Let’s break down how compounding works in the context of SIP investment through an example. Let’s assume you start an SIP investment of Rs. 1,000 per month and earn an average return of 12% per annum. After one year, you would have invested Rs. 12,000 and earned Rs. 809. When this entire amount is reinvested, your effective principal for the next cycle becomes Rs 12,809, on which a further 12% growth will be accumulated. Please note that these calculations assume a fixed and consistent rate of return. In reality, returns are not guaranteed and can fluctuate based on market conditions.

Over time, your investment can potentially grow at an accelerated rate as the base amount on which returns are generated grows, resulting in a snowball effect.

Let’s look at this through an example*. Let’s assume two friends start an SIP of the same amount (Rs 1,000 monthly) in the same scheme where they expect to earn 12% per annum. Person A starts investing at the age of 25, while Person B starts investing at 35. Let’s see how much both will earn by the time they turn 60.

Person A:

Invested amount: ₹5,000 per month for 35 years.

Total investment: ₹21,00,000.

Estimated corpus at age 60: ₹3,27,00,000.

Person B:

Invested amount: ₹5,000 per month for 25 years.

Total investment: ₹15,00,000.

Estimated corpus at age 60: ₹1,54,00,000.

*Note: The example given above is for illustrative purposes only. There is no guarantee or assurance that these figures will be achieved.

Despite investing only ₹6,00,000 more, Person A’s corpus is more than double that of Person B, thanks to the power of compounding.

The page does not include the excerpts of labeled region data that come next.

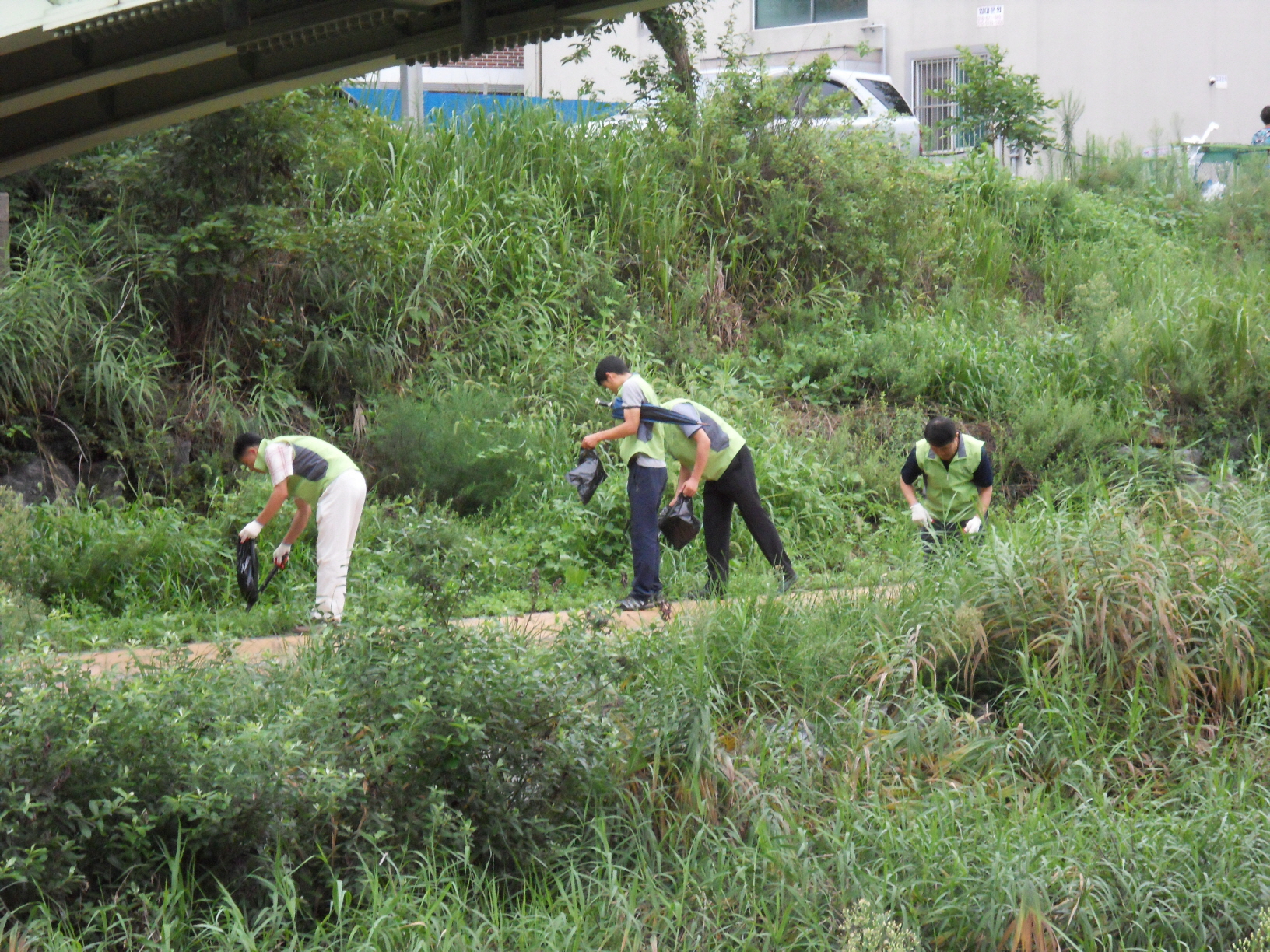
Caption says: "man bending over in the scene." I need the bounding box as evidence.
[899,416,992,554]
[233,433,366,623]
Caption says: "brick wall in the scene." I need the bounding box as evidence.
[448,46,524,70]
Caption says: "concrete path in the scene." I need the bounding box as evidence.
[67,586,883,675]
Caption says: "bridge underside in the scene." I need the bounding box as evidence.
[0,0,667,175]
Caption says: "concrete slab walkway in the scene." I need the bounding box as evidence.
[67,586,899,675]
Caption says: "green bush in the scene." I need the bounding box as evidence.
[0,626,616,908]
[371,388,533,513]
[0,486,34,589]
[30,500,239,614]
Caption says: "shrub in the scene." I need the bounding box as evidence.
[0,626,612,908]
[0,486,33,589]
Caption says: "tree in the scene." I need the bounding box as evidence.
[947,46,1058,164]
[564,0,707,102]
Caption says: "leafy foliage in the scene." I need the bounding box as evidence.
[946,44,1058,163]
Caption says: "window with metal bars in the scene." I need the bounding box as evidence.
[912,56,978,153]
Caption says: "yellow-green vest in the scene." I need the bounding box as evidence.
[617,373,665,466]
[658,398,746,480]
[913,433,983,522]
[253,436,357,506]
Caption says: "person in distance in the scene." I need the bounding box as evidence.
[899,416,992,554]
[658,400,798,598]
[581,357,667,612]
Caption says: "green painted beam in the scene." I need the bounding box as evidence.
[0,0,667,175]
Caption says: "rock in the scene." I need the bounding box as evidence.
[84,464,128,499]
[0,457,78,506]
[1174,448,1204,466]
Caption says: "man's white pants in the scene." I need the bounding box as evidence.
[314,470,366,622]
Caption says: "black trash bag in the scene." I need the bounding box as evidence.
[565,450,609,506]
[657,495,701,550]
[235,538,261,608]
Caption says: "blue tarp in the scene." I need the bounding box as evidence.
[344,86,623,122]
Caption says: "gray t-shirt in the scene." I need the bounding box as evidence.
[617,373,665,470]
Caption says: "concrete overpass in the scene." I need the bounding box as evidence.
[0,0,667,175]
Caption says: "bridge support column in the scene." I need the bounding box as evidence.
[0,191,9,278]
[458,0,489,56]
[398,64,423,122]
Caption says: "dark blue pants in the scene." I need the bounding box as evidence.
[626,464,665,598]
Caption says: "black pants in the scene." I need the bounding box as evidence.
[701,446,794,593]
[626,464,665,598]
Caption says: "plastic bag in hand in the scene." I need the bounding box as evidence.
[657,496,701,548]
[565,450,609,506]
[233,538,261,608]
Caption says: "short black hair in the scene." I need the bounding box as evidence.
[595,357,631,386]
[233,433,264,464]
[922,416,956,446]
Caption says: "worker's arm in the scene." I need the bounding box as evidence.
[899,478,919,506]
[255,480,291,526]
[239,480,291,542]
[282,500,314,546]
[979,486,992,516]
[581,406,639,450]
[675,428,710,499]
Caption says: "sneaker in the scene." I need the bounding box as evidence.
[617,595,665,612]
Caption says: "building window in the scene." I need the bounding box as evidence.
[754,0,868,30]
[912,56,975,152]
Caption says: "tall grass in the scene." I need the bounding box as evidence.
[7,488,1270,950]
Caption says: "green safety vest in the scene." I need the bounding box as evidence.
[617,373,665,466]
[251,436,357,506]
[913,433,983,522]
[658,398,746,480]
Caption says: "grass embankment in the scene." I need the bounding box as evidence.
[4,488,1270,950]
[7,63,1270,950]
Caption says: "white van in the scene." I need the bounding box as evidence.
[603,67,922,156]
[777,70,922,156]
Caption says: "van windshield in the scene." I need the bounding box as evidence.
[795,81,865,116]
[860,78,913,116]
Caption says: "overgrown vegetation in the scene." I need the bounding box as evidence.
[0,58,1270,952]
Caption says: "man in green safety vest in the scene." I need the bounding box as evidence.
[233,433,366,623]
[581,357,665,611]
[658,400,798,597]
[899,416,992,552]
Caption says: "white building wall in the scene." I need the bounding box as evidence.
[535,0,1270,146]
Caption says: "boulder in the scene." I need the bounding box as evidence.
[0,456,79,506]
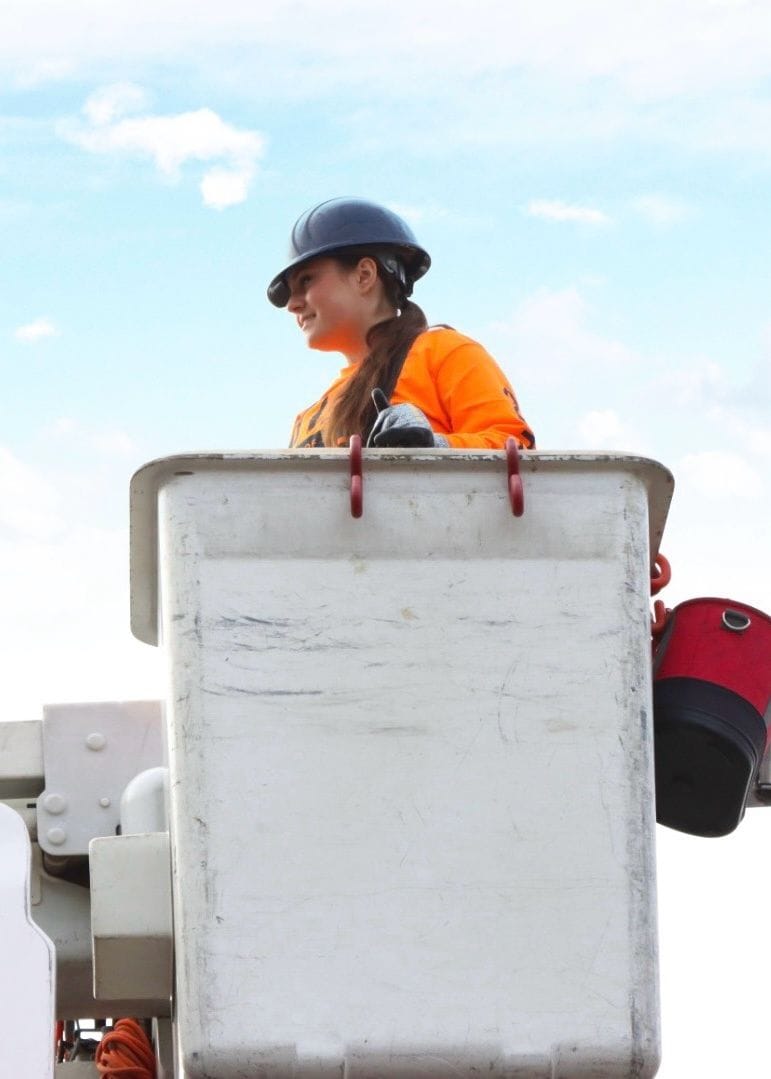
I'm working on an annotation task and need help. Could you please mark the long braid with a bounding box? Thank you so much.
[323,279,428,446]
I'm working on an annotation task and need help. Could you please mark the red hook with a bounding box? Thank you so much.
[506,435,525,517]
[348,435,364,517]
[650,552,672,596]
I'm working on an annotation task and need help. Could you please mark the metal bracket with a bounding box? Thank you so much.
[38,700,164,856]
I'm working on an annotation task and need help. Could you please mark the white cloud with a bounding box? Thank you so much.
[49,415,136,456]
[525,199,610,224]
[14,317,59,344]
[632,194,692,224]
[59,83,265,209]
[201,167,253,209]
[83,82,149,127]
[578,408,631,450]
[679,450,763,500]
[494,287,639,385]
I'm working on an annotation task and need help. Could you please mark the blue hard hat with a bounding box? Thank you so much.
[267,199,431,308]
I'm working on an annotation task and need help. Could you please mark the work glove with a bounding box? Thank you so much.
[367,390,449,448]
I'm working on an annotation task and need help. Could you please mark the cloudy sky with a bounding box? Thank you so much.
[0,0,771,1079]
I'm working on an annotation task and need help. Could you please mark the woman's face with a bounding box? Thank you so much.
[287,256,387,361]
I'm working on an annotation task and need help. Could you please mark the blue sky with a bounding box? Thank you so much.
[0,0,771,1079]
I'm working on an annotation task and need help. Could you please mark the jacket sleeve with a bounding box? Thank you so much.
[433,339,535,450]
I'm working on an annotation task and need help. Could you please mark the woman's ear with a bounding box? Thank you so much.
[356,255,378,296]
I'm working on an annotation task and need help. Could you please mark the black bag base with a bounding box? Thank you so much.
[653,678,767,837]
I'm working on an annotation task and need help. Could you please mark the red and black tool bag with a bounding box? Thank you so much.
[653,599,771,836]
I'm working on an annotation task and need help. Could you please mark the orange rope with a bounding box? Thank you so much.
[96,1019,156,1079]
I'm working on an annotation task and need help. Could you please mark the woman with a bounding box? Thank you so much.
[267,199,535,449]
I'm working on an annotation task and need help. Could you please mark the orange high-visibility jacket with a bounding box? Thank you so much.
[290,326,535,450]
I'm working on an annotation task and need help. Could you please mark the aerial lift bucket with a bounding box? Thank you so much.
[653,598,771,836]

An SIP calculator or a compound interest calculator can help you understand this potential accelerated growth. By inputting your SIP amount, expected rate of return, and investment tenure, you can estimate your future return potential using these tools and select a suitable investment horizon.

Benefits of starting SIP early

  • More time for compounding: The earlier you start, the more time your investments have to compound. Even small amounts can grow substantially over a long period.
  • Rupee cost averaging: By investing a fixed amount regularly, you buy more units when prices are low and fewer units when prices are high. This averaging out of purchase prices can reduce the overall cost per unit of your investment. This further optimises growth potential.
  • Disciplined saving: SIPs inculcate a habit of regular saving and investing. It ensures that you invest a fixed amount periodically, regardless of market conditions, promoting disciplined financial behaviour.
  • Flexibility and convenience: SIPs are highly flexible. You can start with a small amount, increase your investment amount as your income grows, and even pause or stop the SIP if needed. This flexibility makes SIP investments convenient for investors with varying financial capacities.
  • Reduced financial stress: Regular SIP investments can reduce financial stress by spreading your investment over time. You don’t need to worry about timing the market or making large lump-sum investments.

We can thus see that the power of compounding can significantly enhance the growth potential of SIP investments, especially when you start early. Using tools like a compound interest calculator can help you visualize your potential returns and make informed decisions.

Mutual Fund investments are subject to market risks, read all scheme-related documents carefully.